Histoire de la vie de Sainte Lutgarde de Tongres.
Vie de sainte Lutgarde de Tongres
Le prénom Lutgarde vient du germain liut, « peuple », et gard, « maison ». Lutgarde naquit à Tongres, en Belgique, en 1182. Fille de riches bourgeois, elle fut placée par sa mère, dès l'âge de 12 ans, au monastère bénédictin de Sainte-Catherine à Tongres. Adolescente coquette et enjouée, elle menait une vie assez mondaine et recevait de nombreuses visites. Lutgarde était une jeune fille tout à fait normale dirions-nous aujourd'hui. Mais le Seigneur en avait disposé autrement.
Quand elle eut atteint l'âge de dix-sept ans, et alors qu'elle pensait à se marier, Lutgarde reçut la visite du Christ qui lui présenta la plaie de son côté, teintée de sang, et lui dit : "Ne recherche plus les flatteries d'un vain amour. Regarde ici et contemple désormais ce que tu dois aimer et pourquoi tu dois l'aimer. C'est ici que je promets de te faire goûter des délices de toute pureté". Sa vie en fut complètement bouleversée et elle décida se vouer au Seigneur. Lutgarde devient moniale Bénédictine.
Lutgarde eut de nombreuses autres expériences mystiques, visions, lévitation, apparitions du Christ, extases, stigmates. Elle fut en outre favorisée de nombreux dons, comme celui de guérir les malades ou de comprendre les psaumes en latin. Lutgarde priait pour les pécheurs, les malades, les malheureux, et naturellement, méditait longuement la Passion du Christ ; ses compagnes bénédictines observaient que son propre sang coulait après une profonde extase. Lutgarde vécut dans ce couvent de Tongres l'échange des cœurs avec Notre-Seigneur. Lutgarde implorait souvent Jésus :
- Ce que je veux, disait-elle un jour à Jésus, c'est votre Cœur.

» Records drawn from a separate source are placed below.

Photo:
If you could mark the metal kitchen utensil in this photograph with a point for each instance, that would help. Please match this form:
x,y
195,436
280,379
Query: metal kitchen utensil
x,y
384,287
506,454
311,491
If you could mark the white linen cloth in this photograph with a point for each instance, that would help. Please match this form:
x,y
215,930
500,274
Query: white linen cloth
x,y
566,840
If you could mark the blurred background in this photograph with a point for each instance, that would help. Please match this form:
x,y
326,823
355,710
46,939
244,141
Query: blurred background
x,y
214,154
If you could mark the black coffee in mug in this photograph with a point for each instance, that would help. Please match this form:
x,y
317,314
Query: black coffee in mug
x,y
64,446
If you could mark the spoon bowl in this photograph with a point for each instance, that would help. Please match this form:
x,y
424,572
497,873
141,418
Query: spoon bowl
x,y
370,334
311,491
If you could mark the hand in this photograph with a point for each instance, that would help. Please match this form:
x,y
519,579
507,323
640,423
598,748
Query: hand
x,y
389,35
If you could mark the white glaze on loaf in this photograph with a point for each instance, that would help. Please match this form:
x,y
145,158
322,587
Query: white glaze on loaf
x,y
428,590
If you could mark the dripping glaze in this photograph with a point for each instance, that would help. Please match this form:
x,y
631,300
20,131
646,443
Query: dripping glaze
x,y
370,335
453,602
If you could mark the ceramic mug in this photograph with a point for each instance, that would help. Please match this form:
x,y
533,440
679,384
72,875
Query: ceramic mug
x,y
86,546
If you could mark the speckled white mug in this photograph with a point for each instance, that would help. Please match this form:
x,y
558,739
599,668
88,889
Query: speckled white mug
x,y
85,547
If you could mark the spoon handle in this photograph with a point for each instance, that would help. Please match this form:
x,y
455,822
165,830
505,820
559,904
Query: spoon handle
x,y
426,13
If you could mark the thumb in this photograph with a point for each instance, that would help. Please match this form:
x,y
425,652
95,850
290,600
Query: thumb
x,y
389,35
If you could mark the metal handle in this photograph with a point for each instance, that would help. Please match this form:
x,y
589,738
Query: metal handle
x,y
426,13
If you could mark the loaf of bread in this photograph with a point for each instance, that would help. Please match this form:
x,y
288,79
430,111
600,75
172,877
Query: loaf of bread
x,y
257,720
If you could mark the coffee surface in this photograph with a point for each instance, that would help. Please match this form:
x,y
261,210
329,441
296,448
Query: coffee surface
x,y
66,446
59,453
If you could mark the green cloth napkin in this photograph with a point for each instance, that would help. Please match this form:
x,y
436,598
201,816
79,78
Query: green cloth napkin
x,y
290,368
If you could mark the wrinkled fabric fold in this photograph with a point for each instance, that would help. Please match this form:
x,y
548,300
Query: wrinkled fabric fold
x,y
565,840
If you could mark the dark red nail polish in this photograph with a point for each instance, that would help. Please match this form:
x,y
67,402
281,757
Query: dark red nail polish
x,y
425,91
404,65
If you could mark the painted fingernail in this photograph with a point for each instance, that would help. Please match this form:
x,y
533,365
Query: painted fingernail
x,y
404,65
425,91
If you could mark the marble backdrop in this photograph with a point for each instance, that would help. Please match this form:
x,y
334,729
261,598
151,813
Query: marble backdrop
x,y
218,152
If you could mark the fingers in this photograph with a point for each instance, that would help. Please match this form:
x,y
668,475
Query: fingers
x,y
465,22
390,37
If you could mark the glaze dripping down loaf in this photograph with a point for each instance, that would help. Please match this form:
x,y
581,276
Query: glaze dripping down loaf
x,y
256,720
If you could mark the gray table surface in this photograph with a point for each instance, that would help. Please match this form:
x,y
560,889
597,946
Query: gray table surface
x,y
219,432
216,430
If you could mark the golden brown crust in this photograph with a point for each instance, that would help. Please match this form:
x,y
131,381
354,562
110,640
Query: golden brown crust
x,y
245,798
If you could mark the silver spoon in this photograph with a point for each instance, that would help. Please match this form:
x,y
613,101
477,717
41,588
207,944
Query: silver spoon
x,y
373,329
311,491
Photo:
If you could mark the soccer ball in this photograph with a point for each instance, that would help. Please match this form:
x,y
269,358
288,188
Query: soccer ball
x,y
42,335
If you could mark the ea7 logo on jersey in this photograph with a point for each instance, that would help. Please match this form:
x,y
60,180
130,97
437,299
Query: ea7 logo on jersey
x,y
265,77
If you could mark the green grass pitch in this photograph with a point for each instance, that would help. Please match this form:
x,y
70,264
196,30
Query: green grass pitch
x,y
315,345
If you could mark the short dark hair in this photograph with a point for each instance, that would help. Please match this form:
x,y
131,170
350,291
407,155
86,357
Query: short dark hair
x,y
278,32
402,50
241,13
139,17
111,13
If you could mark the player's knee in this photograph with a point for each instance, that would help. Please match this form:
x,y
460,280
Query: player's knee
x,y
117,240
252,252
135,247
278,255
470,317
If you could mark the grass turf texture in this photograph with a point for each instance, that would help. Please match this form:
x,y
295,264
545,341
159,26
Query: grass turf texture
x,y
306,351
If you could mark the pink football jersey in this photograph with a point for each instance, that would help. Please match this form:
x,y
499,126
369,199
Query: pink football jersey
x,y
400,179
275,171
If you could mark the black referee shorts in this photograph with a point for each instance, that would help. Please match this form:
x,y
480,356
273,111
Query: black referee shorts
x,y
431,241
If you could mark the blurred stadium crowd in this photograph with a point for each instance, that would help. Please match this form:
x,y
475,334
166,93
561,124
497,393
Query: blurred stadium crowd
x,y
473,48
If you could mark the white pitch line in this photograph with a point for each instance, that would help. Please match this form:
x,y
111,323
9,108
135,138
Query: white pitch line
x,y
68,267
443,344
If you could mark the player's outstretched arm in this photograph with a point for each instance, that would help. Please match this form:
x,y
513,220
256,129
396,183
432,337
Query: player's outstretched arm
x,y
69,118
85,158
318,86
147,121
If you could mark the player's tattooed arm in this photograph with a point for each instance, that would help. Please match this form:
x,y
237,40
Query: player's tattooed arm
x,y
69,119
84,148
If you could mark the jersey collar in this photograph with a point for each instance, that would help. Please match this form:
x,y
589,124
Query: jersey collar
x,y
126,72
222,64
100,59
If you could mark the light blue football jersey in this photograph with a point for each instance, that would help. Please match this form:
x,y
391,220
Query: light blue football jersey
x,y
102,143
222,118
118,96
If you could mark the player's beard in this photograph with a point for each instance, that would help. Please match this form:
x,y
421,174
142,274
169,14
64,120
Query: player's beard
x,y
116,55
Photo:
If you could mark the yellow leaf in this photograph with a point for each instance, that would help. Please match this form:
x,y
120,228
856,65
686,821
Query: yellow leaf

- Bien plutôt, c'est moi qui veux ton cœur, répondit le Seigneur.
Et Lutgarde acquiesça :
- Qu'il en soit ainsi, Seigneur, de telle façon cependant que vous accordiez à mon cœur l'amour de votre Cœur et qu'en vous je possède mon cœur, bien à l'abri et pour toujours sous votre garde. Le biographe de Lutgarde, le dominicain Thomas de Cantimpré écrira : "Alors eut lieu l'échange des cœurs."
Cet échange des cœurs est le premier connu de l'histoire religieuse. Le Seigneur attira à Lui Lutgarde à plusieurs reprises, l'invitant une nuit à boire à la blessure de son côté. Son biographe écrira : "de la croix il détacha un bras, il l'enlaça, la serra contre son côté droit et appliqua sa bouche à la blessure. Elle y but une douceur si puissante qu'elle fut depuis lors et jusqu'à la fin de sa vie toujours plus forte et plus alerte au service de Dieu."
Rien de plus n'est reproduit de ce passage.